Just over two months ago, American aerospace manufacturer SpaceX successfully launched a satellite into Low Earth Orbit, not only re-using a second-hand rocket, but landing the first stage boosters back to Earth. A few weeks later, using the same class of Falcon 9 rockets, SpaceX delivered another satellite to Geostationary Transfer Orbit. And just last week, SpaceX landed yet another Falcon 9 on a resupply mission to the International Space Station, using a refurbished capsule.

In the same week, neighbouring New Zealand startup Rocket Labs launched a rocket mostly made of 3D printed parts and designed to deliver micro-payloads. Their launch price is advertised at just US$5M.

With certification by the US Air Force for classified payloads, the aggressively low launch prices from SpaceX are leading to the amalgamation of civilian government, military and commercial customers on a consolidated platform. The Falcon 9 has launched research, communications and surveillance satellites alike, and later this year, Musk will extend the platform capabilities yet again, launching the X-37B spaceplane.

The traditional trio dominating the launch industry – Arianespace, International Launch Services, and the United Launch Alliance – have all begun to feel the strain in the light of new competition. But just how much of these cost savings are coming from technology benefits alone? Not all is rosy at SpaceX, which, already known to pay their employees well below their Silicon Valley counterparts – suffered a class action from employees last month.

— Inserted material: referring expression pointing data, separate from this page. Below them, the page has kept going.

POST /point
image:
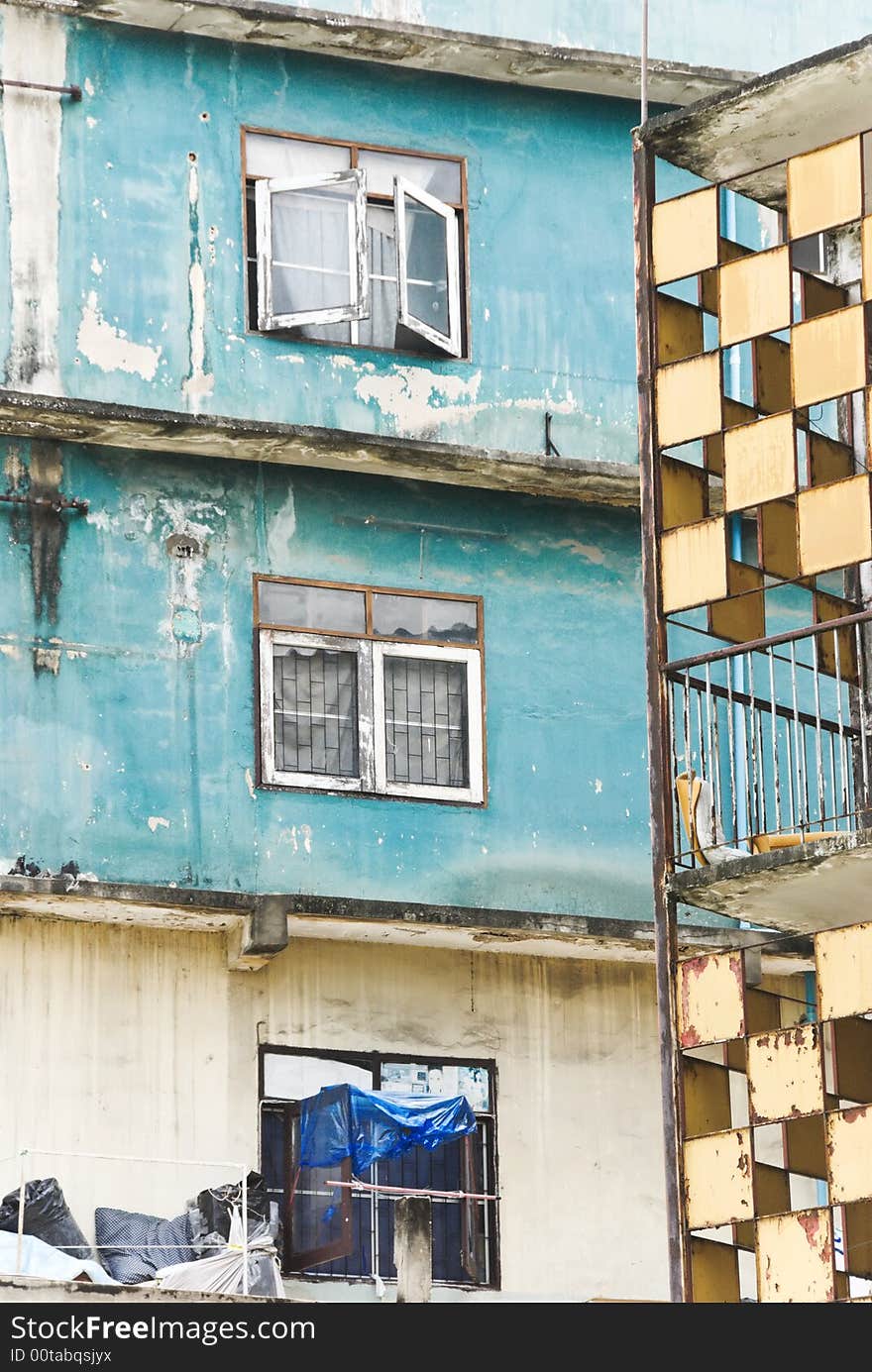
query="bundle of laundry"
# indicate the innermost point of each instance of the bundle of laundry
(39, 1260)
(223, 1271)
(47, 1217)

A leak from the Wall Street Journal of SpaceX’s finances showed that Elon Musk made large bets for revenue on providing satellite internet services worldwide in the coming decade – a service market easily ten times larger than the launch services market. Like many of Musk’s ventures, it has not been without criticism – but without a doubt, Musk has already shown critics his ability to break barriers thought impossible.

The countless vicissitudes within the IT and electronics industries which transformed the world will always be in the mind of the space community. Whilst the industry continues to mature, with a plan for rocket launch taxation in California, other policy frameworks remain stagnant. Addressing NASA’s latest cohort of astronauts last week, US Vice President Mike Pence’s announcement to relaunch the National Space Council remained vague more than three months after the NASA Transition Authorization Act was passed.

The US is far ahead of its competitors for new launch capabilities, but competition in coming decades is inevitable and already on the horizon. And by current regulations, the US is unlikely to ever launch military satellites for all but their closest allies. With dual-use proliferation of satellites, is this a national security interest? Or just lost revenue?

The future of human and machine endeavours in space remain uncertain, but the private citizen and taxpayer alike will all benefit from some much-needed competition.